Me giré horrorizada, pero Calen no estaba en la cama y respiré aliviada. Me pregunté cómo le explicaría la razón por la que estaba gimiendo y teniendo un sueño erótico con mi jefe.
Me levanté, fui al espejo y me quedé mirando mi reflejo. No recuerdo la última vez que sentí de verdad el tacto de un hombre sobre mí; la frustración burbujeaba en mi interior.
Suspiré y me miré. Estaba mojada y goteando. Si tan solo Calen pudiera ponerme sobre esa mesa y tomarme aquí mismo, ahora. Suspiré con frustración mientras gemía.
Por supuesto que se negaría. Mis pensamientos se arremolinaban mientras pensaba en cómo sacar el tema con Calen. Nuestra boda se acerca rápidamente y nuestra vida sexual pende de un hilo. Joder, si es que se puede decir que tenemos vida sexual.

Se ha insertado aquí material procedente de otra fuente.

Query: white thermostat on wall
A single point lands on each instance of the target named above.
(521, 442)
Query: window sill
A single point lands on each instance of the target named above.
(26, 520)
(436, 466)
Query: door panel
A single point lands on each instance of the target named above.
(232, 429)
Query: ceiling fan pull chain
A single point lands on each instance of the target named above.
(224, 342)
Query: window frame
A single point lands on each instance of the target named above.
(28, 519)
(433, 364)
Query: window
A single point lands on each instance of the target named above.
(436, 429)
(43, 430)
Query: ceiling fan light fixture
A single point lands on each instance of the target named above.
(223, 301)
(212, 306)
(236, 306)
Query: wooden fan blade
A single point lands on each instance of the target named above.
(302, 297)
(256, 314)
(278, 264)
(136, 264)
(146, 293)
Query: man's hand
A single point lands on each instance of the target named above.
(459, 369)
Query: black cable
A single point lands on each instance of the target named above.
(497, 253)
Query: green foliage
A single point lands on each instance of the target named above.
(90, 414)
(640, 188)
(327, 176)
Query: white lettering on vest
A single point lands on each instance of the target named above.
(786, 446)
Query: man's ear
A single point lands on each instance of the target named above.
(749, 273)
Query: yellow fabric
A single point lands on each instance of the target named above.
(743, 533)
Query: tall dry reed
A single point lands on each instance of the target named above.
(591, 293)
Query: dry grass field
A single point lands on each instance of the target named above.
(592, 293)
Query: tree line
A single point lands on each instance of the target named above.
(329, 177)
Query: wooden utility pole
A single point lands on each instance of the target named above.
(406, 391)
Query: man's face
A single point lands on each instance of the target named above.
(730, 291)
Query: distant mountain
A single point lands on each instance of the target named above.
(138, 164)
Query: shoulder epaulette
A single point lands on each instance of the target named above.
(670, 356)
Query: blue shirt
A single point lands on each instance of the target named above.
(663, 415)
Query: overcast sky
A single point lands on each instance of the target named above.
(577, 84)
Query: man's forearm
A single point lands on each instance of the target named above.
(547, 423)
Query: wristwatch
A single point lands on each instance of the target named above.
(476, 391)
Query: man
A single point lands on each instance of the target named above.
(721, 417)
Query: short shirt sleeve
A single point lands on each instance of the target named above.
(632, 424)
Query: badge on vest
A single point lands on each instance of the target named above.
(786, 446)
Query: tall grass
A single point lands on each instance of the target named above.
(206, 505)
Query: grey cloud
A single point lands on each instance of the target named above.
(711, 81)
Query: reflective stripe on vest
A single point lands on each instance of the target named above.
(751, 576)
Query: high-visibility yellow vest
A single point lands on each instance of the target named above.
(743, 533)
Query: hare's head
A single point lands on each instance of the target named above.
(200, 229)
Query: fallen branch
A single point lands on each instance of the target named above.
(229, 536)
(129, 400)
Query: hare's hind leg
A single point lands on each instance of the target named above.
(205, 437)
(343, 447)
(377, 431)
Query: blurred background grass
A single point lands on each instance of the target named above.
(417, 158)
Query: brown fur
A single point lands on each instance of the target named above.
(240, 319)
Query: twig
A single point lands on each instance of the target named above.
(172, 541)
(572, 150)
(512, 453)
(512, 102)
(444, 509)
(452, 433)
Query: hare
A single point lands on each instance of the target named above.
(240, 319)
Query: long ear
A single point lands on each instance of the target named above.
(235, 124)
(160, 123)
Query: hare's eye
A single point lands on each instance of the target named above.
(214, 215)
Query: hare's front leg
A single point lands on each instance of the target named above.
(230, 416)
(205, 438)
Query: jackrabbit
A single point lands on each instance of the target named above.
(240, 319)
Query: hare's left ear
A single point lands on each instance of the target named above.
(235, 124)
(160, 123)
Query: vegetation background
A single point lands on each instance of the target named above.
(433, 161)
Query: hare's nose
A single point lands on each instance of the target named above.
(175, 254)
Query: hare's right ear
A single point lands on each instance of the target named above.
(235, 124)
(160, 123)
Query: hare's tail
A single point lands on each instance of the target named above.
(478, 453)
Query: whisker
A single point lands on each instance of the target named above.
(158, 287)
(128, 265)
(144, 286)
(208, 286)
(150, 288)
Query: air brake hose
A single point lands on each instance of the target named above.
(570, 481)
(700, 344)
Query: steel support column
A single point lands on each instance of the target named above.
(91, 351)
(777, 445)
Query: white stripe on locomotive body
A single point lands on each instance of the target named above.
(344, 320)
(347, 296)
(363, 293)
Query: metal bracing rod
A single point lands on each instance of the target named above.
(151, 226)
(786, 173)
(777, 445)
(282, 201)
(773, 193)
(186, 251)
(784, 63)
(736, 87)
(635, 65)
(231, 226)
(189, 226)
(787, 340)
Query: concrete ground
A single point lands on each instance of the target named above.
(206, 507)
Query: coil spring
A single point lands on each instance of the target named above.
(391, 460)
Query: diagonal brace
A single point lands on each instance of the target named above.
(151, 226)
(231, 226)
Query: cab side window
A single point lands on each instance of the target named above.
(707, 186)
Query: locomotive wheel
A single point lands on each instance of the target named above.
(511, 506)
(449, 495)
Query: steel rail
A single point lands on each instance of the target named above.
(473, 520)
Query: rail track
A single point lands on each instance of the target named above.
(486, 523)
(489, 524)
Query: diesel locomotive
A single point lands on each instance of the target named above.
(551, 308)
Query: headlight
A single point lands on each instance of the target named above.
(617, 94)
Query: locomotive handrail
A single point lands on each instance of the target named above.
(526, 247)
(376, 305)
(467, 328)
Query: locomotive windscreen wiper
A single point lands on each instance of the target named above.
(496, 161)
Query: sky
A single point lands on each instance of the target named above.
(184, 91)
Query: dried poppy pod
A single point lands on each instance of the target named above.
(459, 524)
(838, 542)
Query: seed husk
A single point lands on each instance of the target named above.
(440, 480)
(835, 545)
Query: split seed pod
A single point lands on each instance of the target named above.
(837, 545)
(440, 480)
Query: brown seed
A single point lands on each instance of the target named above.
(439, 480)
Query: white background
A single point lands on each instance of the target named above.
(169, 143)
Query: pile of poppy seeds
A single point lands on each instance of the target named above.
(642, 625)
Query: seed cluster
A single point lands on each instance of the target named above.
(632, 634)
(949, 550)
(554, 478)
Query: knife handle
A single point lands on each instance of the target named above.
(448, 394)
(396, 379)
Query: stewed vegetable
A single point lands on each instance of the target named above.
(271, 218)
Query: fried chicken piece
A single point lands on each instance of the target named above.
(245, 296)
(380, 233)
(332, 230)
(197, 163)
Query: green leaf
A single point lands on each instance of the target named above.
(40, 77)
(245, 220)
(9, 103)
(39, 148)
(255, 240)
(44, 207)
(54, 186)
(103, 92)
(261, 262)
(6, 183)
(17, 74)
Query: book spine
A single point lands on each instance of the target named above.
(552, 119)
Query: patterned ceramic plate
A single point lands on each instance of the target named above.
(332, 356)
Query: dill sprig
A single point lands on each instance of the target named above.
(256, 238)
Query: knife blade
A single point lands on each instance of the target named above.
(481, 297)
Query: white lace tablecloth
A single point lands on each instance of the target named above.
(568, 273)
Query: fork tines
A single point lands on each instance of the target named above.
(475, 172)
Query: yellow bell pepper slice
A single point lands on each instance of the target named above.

Un suspiro se escapó de mi boca mientras me pasaba la mano por el pelo. Fui deprisa al baño para ducharme y prepararme. De hecho, me voy a un viaje de negocios de tres días con mi jefe.
Mientras me preparaba y bajaba corriendo las escaleras con mi maleta, vi a Calen en la cocina preparando el desayuno.
—Buenos días, cariño —lo saludé y él asintió.
—Buenos días a ti también, ven a comer, he hecho tortitas —dijo mientras me servía unas cuantas y dejaba un café caliente y humeante delante de mí. Cogí una tortita y empecé a comer deprisa. Bebí unos sorbos de mi café y lo dejé.
—Cariño, cuando vuelva me gustaría que habláramos de lo nuestro.
Me miró con recelo. —¿De qué, de lo nuestro?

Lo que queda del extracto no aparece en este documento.